La paralysie des voies maritimes dans le détroit d'Ormuz, un passage stratégique pour le commerce mondial, représente une crise sans précédent. Actuellement, environ 1 150 navires, transportant des cargaisons d'une valeur totale de 125 milliards de dollars, sont bloqués dans le golfe Persique. Ce chiffre a été avancé par l'assureur Allianz, qui a exprimé de vives préoccupations quant aux repercussions économiques. Cette situation résulte de l'intensification du conflit entre Israël et l'Iran, déclenché le 28 février dernier.
Suite à cette offensive, l'Iran a réagi en intervenant contre des embarcations transitant dans cette clé maritime. On dénombre 46 navires touchés et 14 marins tués, selon l'Organisation maritime internationale. Allianz ajoute que les impacts de cette crise sont d'une ampleur plus conséquente que ce que beaucoup pourraient envisager.
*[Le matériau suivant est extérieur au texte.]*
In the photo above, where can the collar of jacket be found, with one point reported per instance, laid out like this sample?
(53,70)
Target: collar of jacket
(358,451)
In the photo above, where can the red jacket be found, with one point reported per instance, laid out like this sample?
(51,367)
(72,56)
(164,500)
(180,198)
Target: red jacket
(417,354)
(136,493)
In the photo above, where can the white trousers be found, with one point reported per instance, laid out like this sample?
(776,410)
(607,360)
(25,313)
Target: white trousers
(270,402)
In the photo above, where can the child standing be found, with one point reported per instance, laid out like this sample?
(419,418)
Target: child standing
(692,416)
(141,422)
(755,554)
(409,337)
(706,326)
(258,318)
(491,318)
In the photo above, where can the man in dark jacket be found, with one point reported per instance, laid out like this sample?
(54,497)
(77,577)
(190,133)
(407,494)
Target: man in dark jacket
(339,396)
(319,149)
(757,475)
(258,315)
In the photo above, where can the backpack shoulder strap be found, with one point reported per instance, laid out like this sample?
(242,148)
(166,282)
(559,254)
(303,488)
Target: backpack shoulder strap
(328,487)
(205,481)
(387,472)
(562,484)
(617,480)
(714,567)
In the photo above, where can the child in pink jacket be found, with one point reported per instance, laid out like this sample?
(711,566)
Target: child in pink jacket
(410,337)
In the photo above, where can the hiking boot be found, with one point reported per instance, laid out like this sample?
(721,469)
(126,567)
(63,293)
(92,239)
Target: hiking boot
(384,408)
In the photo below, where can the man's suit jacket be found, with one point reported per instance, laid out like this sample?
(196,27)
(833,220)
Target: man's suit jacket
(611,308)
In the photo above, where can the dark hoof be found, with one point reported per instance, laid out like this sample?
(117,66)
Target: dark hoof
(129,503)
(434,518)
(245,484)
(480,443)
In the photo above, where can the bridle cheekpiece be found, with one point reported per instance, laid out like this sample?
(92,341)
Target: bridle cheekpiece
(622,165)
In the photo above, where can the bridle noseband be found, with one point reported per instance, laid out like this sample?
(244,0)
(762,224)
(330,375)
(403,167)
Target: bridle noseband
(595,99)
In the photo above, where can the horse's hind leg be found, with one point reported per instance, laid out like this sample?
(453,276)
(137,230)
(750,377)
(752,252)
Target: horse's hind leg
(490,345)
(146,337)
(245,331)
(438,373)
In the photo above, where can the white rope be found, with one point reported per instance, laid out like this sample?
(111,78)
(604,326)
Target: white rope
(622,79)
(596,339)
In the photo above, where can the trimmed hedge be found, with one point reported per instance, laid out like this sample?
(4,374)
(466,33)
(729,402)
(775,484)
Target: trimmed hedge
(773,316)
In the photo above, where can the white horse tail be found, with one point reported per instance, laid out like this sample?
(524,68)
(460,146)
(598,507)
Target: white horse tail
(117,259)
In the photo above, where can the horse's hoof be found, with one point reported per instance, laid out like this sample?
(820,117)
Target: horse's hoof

Ce blocage va laisser des marques indélébiles, alertent les experts. "La fermeture du détroit d'Ormuz représente un tournant historique, qui pourrait régulièrement devenir une réalité inquiétante pour le secteur maritime et les compagnies d'assurance. Le risque de conflits dans la région sera accru, entraînant une altération de la stabilité maritime, redoute Allianz dans un rapport récent."
Liberté de navigation menacée
Bien que le trafic maritime reprenne lentement grâce à un accord entre l'Iran et les États-Unis, Allianz insiste sur le fait que des mesures robustes doivent être mises en place pour garantir un passage sécurisé. Les tensions persistent, et il est impératif que la communauté internationale prenne des mesures afin de garantir la sécurité des routes maritimes. Allianz met en garde contre les implications d'une dérégulation potentielle du libre passage, notant que "l'approche transactionnelle pourrait devenir la norme, ce qui serait un bouleversement des standards établis".
Au-delà des aspects géopolitiques, le secteur du transport maritime fait face à une crise de main-d'œuvre, exacerbée par la montée de l'automatisation et la transition écologique. Allianz souligne que le recrutement de marins qualifiés s'avère plus complexe dans ce contexte économique volatile, mettant en péril la résilience de la chaîne d'approvisionnement mondiale.
Actuellement, le trafic à travers le détroit a chuté à environ un tiers des niveaux observés avant la crise, avec seulement 6 à 7 millions de barils de pétrole transitant quotidiennement, selon les analystes d'ING. Cette situation exemplifie l'importance géostratégique du détroit d'Ormuz et les conséquences potentiellement catastrophiques d'une nouvelle escalade des tensions dans cette région clé.